Doch nach welchen Kriterien werden Sängerinnen oder Sänger ausgewählt? Es gebe kaum objektive Kriterien dafür, dass eine Stimme gefalle oder nicht; meist wisse er dies sofort, schon nach den ersten Tönen, sagte Rousset, unter anderem Begründer des Ensembles „Les Talens Lyriques“. Mit diesem führt er italienische Madrigale, französische „Airs de Cour“, venezianische und neapolitanische Opere serie, französische Opéras comiques und Tragédies lyriques auf. Neue Sängerinnen und Sänger seien interessant, und er sei immer neugierig. Gleichzeitig sei aber auch Erfahrung sehr wichtig. Und so erklärte Rousset: „Ich bin meinen Sängern sehr treu, habe meinen Pool und arbeite lieber mit Leuten, die ich kenne.“ Ob man jemanden engagiere, sei am Ende zwar Geschmacksfrage, aber es gebe objektive Kriterien wie Technik und gesunden Umgang mit der Stimme, ergänzte Germeshausen.
Pianistin Doriana Tchakarova mit Stipendiatin Martina Baroni beim MozartLabor. Foto: Mozartfest-Würzburg, Kathrin Belke
Clarry Bartha machte überdies die Erfahrung, dass heute auch die Regie großes Gewicht habe – dann könne es auch um Kriterien wie Ausdruck, Größe oder Haarfarbe gehen. Die Sopranistin und Stipendiatin Annemarie Koller studiert im letzten Bachelorsemester in Nürnberg Gesang und sprach vom ständigen Gefühl, ob sie passend dafür sei, was gesucht werde.

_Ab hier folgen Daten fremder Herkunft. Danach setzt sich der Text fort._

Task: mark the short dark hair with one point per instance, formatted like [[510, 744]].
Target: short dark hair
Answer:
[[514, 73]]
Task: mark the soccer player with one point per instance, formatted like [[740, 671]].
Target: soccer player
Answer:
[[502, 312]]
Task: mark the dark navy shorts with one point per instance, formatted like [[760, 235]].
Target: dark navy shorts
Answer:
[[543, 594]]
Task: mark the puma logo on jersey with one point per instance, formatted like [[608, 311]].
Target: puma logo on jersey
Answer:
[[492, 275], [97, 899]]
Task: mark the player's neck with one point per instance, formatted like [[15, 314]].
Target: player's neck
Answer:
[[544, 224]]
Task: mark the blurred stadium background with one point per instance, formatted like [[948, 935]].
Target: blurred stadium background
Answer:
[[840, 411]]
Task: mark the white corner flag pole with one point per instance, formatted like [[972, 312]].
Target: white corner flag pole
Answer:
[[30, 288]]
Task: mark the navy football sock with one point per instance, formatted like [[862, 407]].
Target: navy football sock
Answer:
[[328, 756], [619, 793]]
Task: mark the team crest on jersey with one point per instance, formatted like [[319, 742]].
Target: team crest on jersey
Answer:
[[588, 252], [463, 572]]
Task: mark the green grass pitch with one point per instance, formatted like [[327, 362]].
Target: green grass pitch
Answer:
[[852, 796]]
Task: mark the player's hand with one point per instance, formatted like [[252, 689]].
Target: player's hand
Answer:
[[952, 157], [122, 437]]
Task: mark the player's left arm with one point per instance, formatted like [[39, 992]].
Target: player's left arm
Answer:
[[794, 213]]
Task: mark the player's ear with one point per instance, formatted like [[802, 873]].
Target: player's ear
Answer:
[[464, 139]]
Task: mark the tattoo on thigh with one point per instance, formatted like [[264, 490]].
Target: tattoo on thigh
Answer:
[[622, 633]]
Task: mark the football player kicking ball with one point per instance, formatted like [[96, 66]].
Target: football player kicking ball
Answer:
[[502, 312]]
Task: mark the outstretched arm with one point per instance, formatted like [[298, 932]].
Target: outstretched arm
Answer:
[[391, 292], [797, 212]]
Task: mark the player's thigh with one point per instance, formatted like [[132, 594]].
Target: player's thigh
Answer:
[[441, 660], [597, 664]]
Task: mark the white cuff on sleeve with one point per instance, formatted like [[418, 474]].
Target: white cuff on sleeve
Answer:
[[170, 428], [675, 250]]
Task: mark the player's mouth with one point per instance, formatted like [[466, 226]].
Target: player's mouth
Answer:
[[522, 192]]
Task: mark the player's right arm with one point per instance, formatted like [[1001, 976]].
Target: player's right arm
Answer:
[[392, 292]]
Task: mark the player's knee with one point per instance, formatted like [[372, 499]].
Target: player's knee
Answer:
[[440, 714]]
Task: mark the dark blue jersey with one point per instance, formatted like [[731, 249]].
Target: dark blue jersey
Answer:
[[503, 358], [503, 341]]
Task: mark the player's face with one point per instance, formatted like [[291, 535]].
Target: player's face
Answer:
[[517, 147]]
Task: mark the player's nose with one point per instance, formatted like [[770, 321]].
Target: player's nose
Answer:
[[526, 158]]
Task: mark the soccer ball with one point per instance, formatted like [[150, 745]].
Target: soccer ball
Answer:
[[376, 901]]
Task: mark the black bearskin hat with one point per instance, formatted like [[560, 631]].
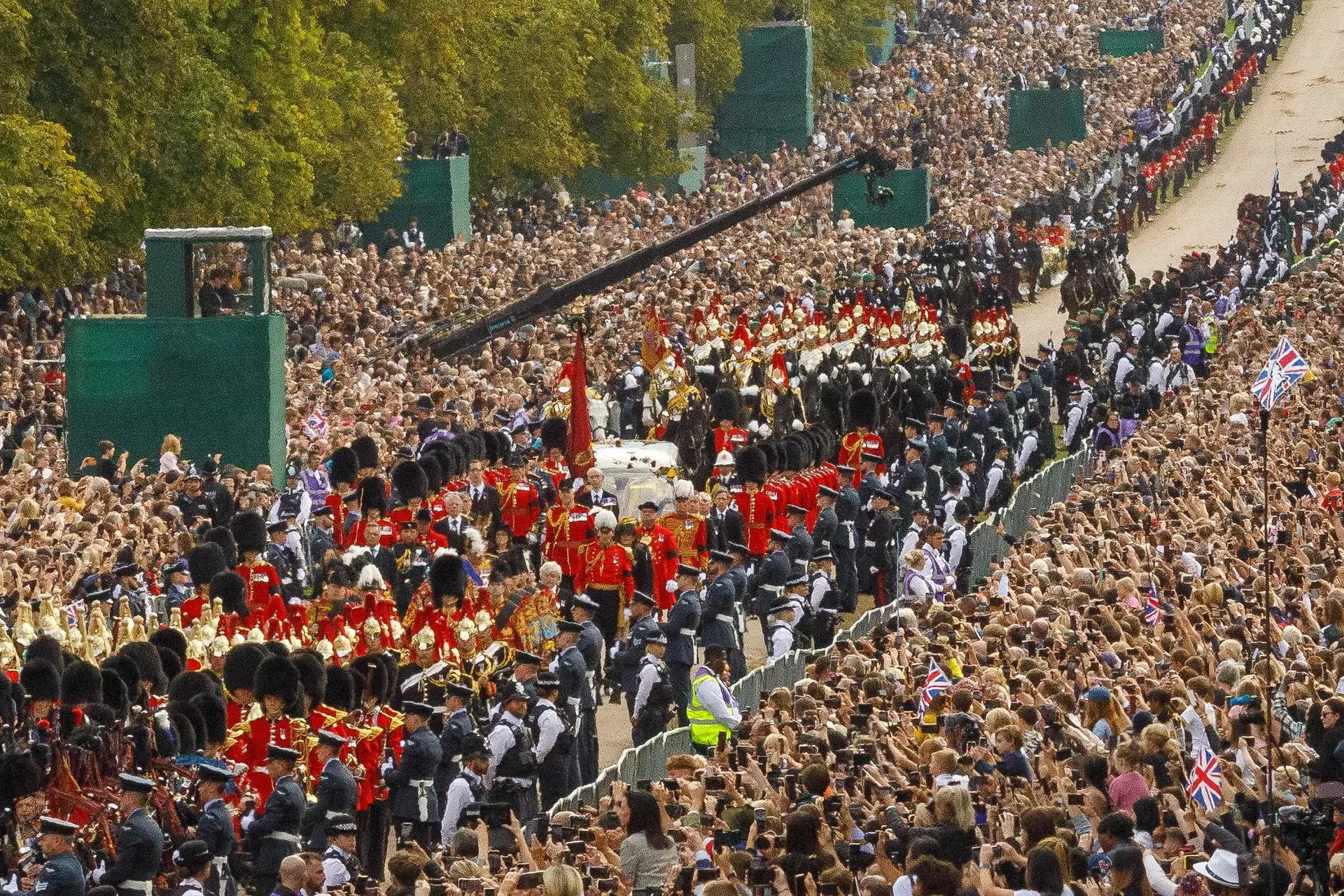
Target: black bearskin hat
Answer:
[[223, 536], [230, 587], [366, 449], [130, 675], [146, 656], [372, 495], [20, 776], [46, 648], [279, 678], [312, 673], [217, 716], [752, 465], [370, 678], [81, 682], [41, 680], [724, 405], [863, 410], [204, 562], [190, 684], [249, 532], [241, 666], [410, 481], [340, 688], [115, 694], [171, 640], [447, 578], [555, 433], [433, 473], [344, 466]]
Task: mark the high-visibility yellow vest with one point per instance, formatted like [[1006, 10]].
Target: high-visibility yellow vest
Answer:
[[705, 729]]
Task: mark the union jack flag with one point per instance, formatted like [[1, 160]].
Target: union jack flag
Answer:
[[936, 682], [1152, 610], [1281, 371], [316, 424], [1206, 780]]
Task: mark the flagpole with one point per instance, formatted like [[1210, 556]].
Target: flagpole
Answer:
[[1266, 706]]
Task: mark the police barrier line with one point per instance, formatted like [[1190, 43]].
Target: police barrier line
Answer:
[[650, 760]]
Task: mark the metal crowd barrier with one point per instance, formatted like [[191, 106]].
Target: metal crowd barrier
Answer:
[[650, 760]]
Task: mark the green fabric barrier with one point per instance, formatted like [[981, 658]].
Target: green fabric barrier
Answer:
[[218, 383], [772, 99], [1037, 115], [1117, 42], [437, 194], [594, 183], [907, 207]]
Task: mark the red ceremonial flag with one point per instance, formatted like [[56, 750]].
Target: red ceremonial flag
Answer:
[[581, 428]]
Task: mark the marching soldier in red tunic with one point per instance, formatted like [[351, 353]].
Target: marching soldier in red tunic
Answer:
[[756, 507], [863, 416], [606, 575]]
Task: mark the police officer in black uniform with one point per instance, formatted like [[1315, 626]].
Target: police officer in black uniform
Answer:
[[335, 790], [192, 862], [216, 828], [140, 843], [654, 695], [61, 875], [553, 738], [340, 864], [414, 802], [274, 834], [644, 624]]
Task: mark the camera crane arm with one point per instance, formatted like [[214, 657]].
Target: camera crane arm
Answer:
[[448, 339]]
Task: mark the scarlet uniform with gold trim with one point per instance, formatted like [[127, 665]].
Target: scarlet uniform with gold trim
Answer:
[[729, 438], [853, 448], [605, 567], [566, 532], [691, 540], [757, 512], [664, 551], [521, 505]]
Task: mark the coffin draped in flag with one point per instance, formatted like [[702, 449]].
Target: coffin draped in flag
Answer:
[[1281, 372]]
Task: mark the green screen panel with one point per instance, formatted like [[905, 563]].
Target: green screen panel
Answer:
[[437, 194], [907, 207], [1119, 42], [217, 383], [1037, 115]]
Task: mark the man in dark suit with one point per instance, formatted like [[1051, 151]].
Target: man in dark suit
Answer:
[[335, 790], [484, 498], [594, 496], [724, 523]]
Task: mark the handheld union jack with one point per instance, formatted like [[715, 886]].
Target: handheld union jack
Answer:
[[936, 682], [1206, 780], [1281, 371], [1152, 610]]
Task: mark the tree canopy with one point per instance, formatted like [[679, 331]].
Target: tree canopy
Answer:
[[121, 115]]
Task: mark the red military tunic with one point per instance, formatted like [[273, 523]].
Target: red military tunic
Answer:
[[519, 507], [664, 551], [566, 532], [757, 512], [606, 568]]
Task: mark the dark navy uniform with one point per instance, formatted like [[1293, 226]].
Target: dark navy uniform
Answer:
[[217, 830], [413, 783], [335, 797], [683, 620], [276, 832], [140, 856], [59, 876]]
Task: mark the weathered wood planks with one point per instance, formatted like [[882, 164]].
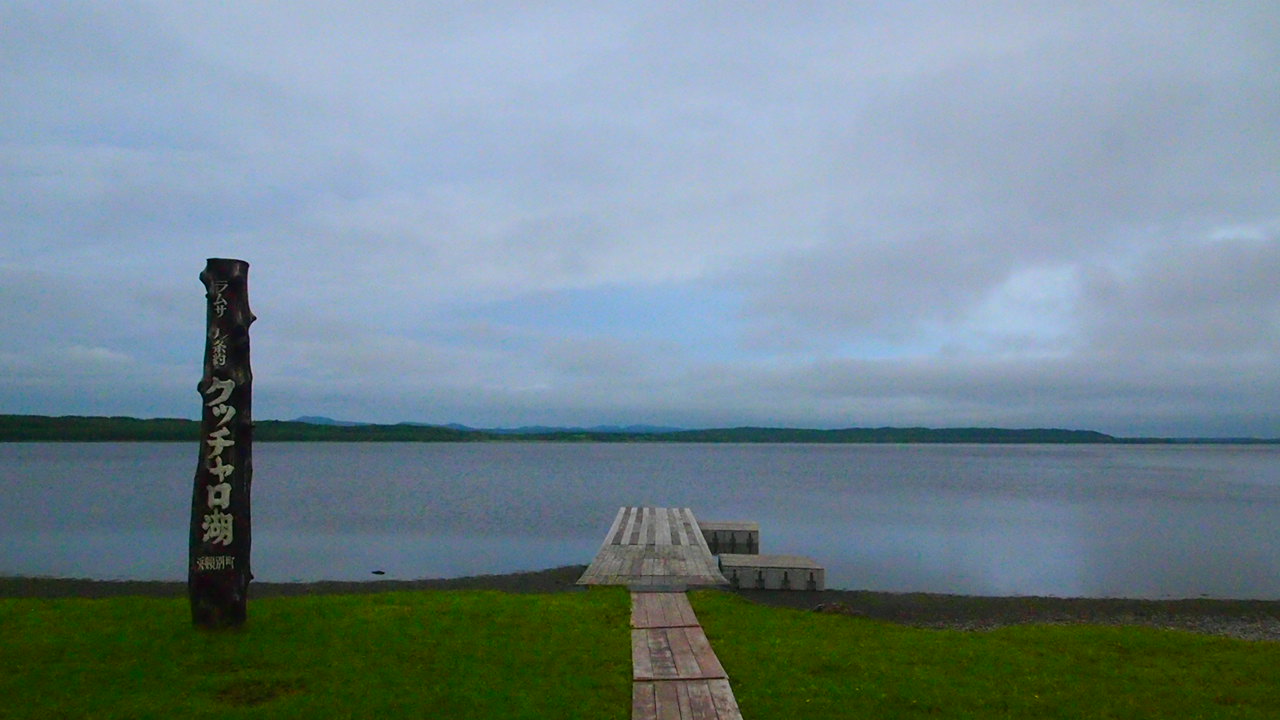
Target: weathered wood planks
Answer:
[[676, 674], [693, 700], [657, 547]]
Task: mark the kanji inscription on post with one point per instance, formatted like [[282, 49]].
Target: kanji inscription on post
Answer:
[[218, 570]]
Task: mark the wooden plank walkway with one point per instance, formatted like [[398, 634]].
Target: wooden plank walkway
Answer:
[[675, 671], [658, 552], [654, 547]]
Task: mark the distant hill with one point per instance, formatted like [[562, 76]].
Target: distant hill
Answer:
[[76, 428], [323, 420]]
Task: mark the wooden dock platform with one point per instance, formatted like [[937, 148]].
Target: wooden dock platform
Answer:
[[659, 548], [675, 671], [659, 552]]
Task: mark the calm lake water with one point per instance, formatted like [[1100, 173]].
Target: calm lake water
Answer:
[[979, 519]]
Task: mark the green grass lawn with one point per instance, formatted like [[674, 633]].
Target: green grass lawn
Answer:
[[383, 656], [799, 664], [469, 654]]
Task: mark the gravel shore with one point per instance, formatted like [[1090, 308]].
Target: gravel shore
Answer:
[[1244, 619]]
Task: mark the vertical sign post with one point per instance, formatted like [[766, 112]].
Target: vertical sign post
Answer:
[[218, 570]]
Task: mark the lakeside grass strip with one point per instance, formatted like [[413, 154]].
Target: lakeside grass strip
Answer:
[[801, 664], [457, 654]]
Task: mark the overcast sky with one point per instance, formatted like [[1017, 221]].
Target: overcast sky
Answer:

Hier sah Bartha ein deutliches Manko in der Vorbereitung an den Hochschulen: Es müsste in der Ausbildung viel stärker um eine „Vorbereitung mit Stärken und Schwächen“ sowie darum gehen, „das zu finden, was zu dieser Person besser passt und was sie am besten repräsentiert“. Den jungen Kolleg*innen gab sie außerdem mit auf den Karriereweg: „Es gibt keine kleinen und großen Rollen an der Oper. Es gibt nur gut gesungene Rollen!“
Die 21 Jahre junge Sopranistin Defne Celik, Studentin der HMTMH Hannover, fragte, ob es heute überhaupt noch einen Punkt gebe, wo sie als Opernsängerin selbst Input geben und ihre eigene Kreativität einbringen könne. Auch ihr machte Bartha Mut: „Das, was Du hast, gibst Du weiter. Zusammen mit der Musik und mit einem fantastischen Theater.“ Ein guter Regisseur wolle eine Sängerin nicht umändern.
„Was die Hölle ist, ist der Druck sowohl von außen als auch der Druck, den wir uns selbst machen“, sagte Stipendiatin Barbara Skora. Die Mezzosopranistin studiert Operngesang in Hannover. Es gehe nicht, relativierte Sopranistin Clarry Bartha, um die Frage nach Himmel oder Hölle. Der Beruf sei Himmel und Hölle: „Die Stimme ist das beste Instrument, das wir haben. Wenn wir damit berühren können, ist das himmlisch.“ Es gebe unglaublich viele tolle Sängerinnen und Sänger, die nicht die großen Stars sind; es gebe so viele Nischen, so viele Theater neben der MET und der Scala; außerdem gebe es so viele professionelle Chöre, in denen man gut verdiene. Ihr Appell: „Wenn man die Musik liebt, dann muss man die eigene Nische finden.“ Die Momente, in denen sie Musik mache, so gut sie könne, seien für sie Glücksmomente, bestätigte die 1998 geborene italienische MozartLabor-Stipendiatin, Pianistin und Mezzosopranistin Martina Baroni.